One thing I’m doing more of this year is reading more international content to see how the rest of the world covers news. I’ve also researched more sites that write specifically about the media and have found one that has yet to disappoint.
With ever-evolving opportunities to discover and share stories on digital platforms, the need to keep digital skills up-to-date is vital for journalists.
In order to give journalists an idea of some of the main skills to be working on, we sourced ideas from the Journalism.co.uk newsroom and our Twitter community to compile a list of 10 key areas to consider.
We hope that the mix of skills, techniques and qualities listed below would help journalists to stay ahead of the game in terms of digital innovation, be able to harness the latest tools and techniques most effectively and create the best quality content for their audience.
There are, of course, lots of other useful skills to make you stand out in the newsroom, the list below is not all-inclusive, but these are some of those considered particularly important in today's media world. In no particular order:
- Validate and verify
In the midst of a breaking news event, as information and rumour spread around social networks and the rest of the web, being able to verify content as true, or as close to the truth as can be established, is a hugely valuable and important skill. And it is one which many journalists continue to hone.
Whether that's establishing the date or location of an image or video, or simply corroborating written accounts of an event, the journalist's role in uncovering the facts is no less vital on digital platforms.
In addition to the traditional skills involved in trying to reach the source and others who may be able to corroborate the story, there are a wealth of tools and options available online, such as to investigate the history of an image or key features of a video.
Chief technology officer of Storyful Paul Watson suggested to Journalism.co.uk that journalists use Google Image Search to check out the past-life of a photo. You can download a Google Chrome extension to do that with a simple click of the mouse.
Many more tools journalists can use, such as Tin Eye and Snopes, are referred to in this Journalism.co.uk guide on how to verify content on social media.
The importance of verification has only been further highlighted lately by the recent purchase of social news wire Storyful – which runs a Google+ Open Newsroom for community verification – by News Corp, and the development of the InformaCam app which will gather metadata – time, location and more – when the photo or video is taken to assist in verification.
- Understanding analytics and how to use them
Know how many pageviews your last article has received so far, or what the key traffic referrals were? If so, how will you then use that information? Knowing how to find, understand and use analytics data is another important skill for journalists to really get to grips with.
Along with editorial judgement, journalists can use the data to, for example, consider optimum times of the day to share content on specific platforms, how best to deliver the content or what sort of content the audience is most engaged with.
News outlets use a multitude of platforms to measure this data, ranging from third-party platforms like Chartbeat, Omniture and Visual Revenue to their own custom-made platforms. The Guardian and Forbes Media have both built their own analytics platforms, and Journalism.co.uk recently spoke to those behind them about the process and benefits of 'doing it yourself'.
There are also a number of platforms for focusing in on social media analytics, covered in detail in this Journalism.co.uk feature on how to use such data to inform social strategy.
- Make the most of your mobile
2013 offered up further examples of the power of the smartphone for both journalists themselves, and members of the public, to gather and share content on the go.
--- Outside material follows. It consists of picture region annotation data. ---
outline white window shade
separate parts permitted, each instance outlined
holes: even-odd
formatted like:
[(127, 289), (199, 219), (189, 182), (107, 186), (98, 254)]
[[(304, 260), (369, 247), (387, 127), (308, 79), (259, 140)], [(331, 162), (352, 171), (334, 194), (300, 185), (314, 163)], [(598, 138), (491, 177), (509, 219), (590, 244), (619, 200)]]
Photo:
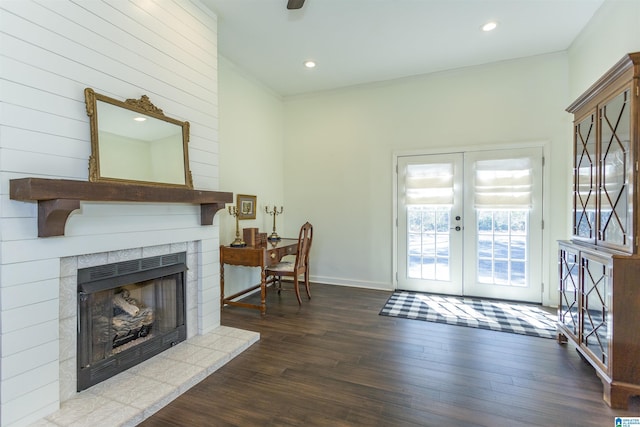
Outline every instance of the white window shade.
[(452, 205), (453, 164), (407, 165), (405, 196), (407, 205)]
[(474, 163), (476, 209), (530, 209), (532, 165), (529, 158)]

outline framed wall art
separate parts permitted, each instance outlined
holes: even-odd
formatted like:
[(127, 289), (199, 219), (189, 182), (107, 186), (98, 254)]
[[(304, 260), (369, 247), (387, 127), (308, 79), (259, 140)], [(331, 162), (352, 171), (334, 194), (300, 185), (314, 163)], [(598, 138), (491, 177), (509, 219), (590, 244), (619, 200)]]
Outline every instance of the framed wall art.
[(256, 219), (256, 199), (256, 196), (238, 194), (236, 198), (238, 219)]

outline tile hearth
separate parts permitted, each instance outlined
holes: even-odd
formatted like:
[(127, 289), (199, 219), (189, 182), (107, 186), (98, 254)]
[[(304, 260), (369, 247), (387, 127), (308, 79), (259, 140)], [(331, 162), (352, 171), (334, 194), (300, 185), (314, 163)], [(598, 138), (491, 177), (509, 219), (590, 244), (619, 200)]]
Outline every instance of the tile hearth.
[(219, 326), (78, 393), (32, 426), (135, 426), (259, 339), (257, 332)]

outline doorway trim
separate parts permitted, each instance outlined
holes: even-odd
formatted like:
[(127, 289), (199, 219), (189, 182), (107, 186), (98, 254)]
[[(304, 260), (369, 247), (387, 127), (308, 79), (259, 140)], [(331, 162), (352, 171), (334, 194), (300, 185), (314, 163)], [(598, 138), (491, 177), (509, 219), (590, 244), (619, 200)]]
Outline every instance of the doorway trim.
[[(391, 170), (393, 172), (393, 180), (391, 185), (391, 207), (392, 207), (392, 277), (391, 283), (393, 290), (398, 289), (398, 157), (401, 156), (422, 156), (422, 155), (434, 155), (434, 154), (451, 154), (451, 153), (464, 153), (469, 151), (493, 151), (493, 150), (508, 150), (514, 148), (542, 148), (542, 155), (544, 158), (542, 169), (542, 219), (546, 222), (549, 217), (549, 191), (548, 186), (550, 184), (550, 141), (528, 141), (520, 143), (505, 143), (505, 144), (486, 144), (486, 145), (467, 145), (467, 146), (451, 146), (451, 147), (433, 147), (415, 150), (402, 150), (394, 151), (391, 159)], [(550, 227), (547, 225), (542, 229), (542, 253), (548, 254), (551, 250), (551, 236)], [(548, 261), (548, 256), (542, 256), (542, 273), (543, 280), (542, 285), (542, 304), (549, 305), (551, 299), (551, 292), (556, 289), (554, 286), (554, 278), (551, 276), (551, 264)], [(555, 269), (553, 270), (555, 271)]]

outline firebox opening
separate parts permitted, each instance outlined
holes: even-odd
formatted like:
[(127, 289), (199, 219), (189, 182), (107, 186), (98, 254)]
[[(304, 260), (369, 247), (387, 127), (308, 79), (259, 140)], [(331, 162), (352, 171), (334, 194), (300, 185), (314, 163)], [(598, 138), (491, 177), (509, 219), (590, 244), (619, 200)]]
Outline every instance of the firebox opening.
[(186, 253), (78, 270), (78, 387), (186, 339)]

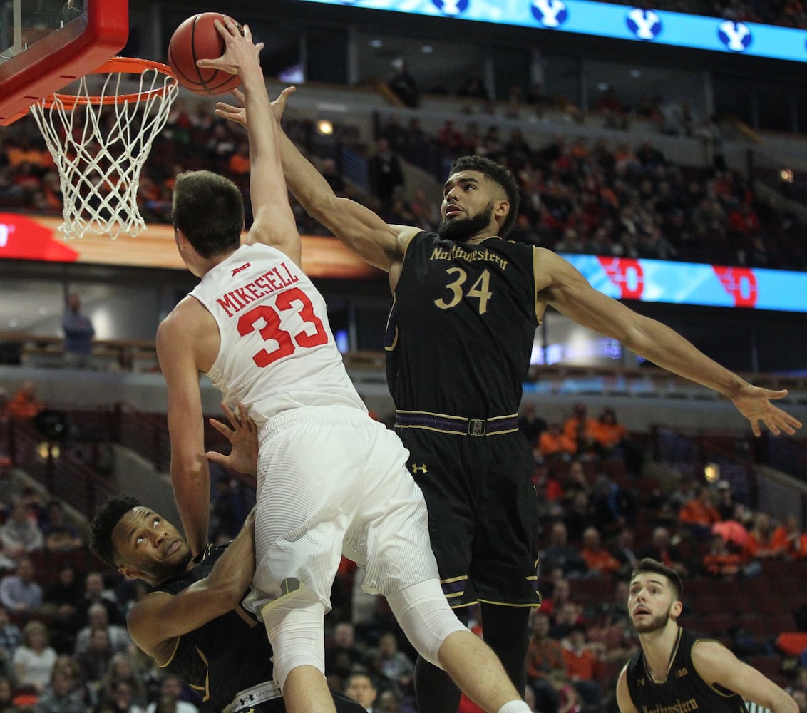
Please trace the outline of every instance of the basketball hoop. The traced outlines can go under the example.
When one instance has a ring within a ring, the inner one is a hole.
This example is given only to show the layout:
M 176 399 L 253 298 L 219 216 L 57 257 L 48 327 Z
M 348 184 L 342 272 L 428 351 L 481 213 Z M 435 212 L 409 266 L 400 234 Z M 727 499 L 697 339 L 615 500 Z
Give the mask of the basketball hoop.
M 178 91 L 166 65 L 112 57 L 82 77 L 75 94 L 31 107 L 59 170 L 65 238 L 93 233 L 114 240 L 145 229 L 137 208 L 140 170 Z

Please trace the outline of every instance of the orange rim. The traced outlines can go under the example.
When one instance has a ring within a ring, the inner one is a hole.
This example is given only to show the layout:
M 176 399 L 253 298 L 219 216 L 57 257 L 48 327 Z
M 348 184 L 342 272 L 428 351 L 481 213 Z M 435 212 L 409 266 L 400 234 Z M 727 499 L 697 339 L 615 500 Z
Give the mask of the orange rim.
M 112 57 L 107 60 L 97 69 L 88 72 L 88 74 L 110 74 L 113 73 L 128 74 L 142 74 L 147 69 L 156 69 L 161 74 L 165 74 L 174 81 L 177 78 L 174 76 L 174 71 L 168 65 L 161 62 L 155 62 L 153 60 L 141 60 L 136 57 Z M 118 104 L 121 102 L 134 102 L 137 99 L 148 99 L 151 97 L 162 96 L 168 87 L 165 85 L 148 91 L 135 92 L 128 94 L 110 94 L 109 96 L 86 96 L 80 97 L 77 94 L 52 94 L 42 99 L 41 103 L 46 109 L 51 109 L 59 101 L 67 109 L 73 109 L 76 107 L 86 107 L 92 105 L 109 106 Z

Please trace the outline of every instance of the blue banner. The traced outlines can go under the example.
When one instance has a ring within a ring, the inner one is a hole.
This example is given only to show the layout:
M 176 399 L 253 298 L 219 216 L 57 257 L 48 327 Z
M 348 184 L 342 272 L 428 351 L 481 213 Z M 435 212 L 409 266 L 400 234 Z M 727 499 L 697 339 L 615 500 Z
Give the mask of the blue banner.
M 302 0 L 807 61 L 807 31 L 589 0 Z
M 564 254 L 617 300 L 807 312 L 807 272 Z

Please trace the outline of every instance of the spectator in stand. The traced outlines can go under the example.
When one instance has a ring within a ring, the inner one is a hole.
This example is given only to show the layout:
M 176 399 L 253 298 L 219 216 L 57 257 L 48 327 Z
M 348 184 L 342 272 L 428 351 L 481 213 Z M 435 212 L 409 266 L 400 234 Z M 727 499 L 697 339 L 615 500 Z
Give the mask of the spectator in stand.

Early last year the Associated Press used live video streaming app Bambuser to share footage following an explosion in Prague, BBC News has used its Instagram account to share 15-second video snippets documenting the impact of the typhoon in the Philippines, and Sky News aims to have its journalists broadcasting "live within 90 seconds" thanks to their use of smartphones and broadcasting app Dejero.
Mobile reporting is far from a new trend, but the ability to quickly capture, edit and share images and video with ease is a vital tool for any digital journalist and, as we head into 2014, it is a time where digital journalists are fast establishing their ultimate mobile reporting kit to have to hand. Keep an eye on the Journalism.co.uk App of the Week for ways to make your smartphone a more efficient reporting partner.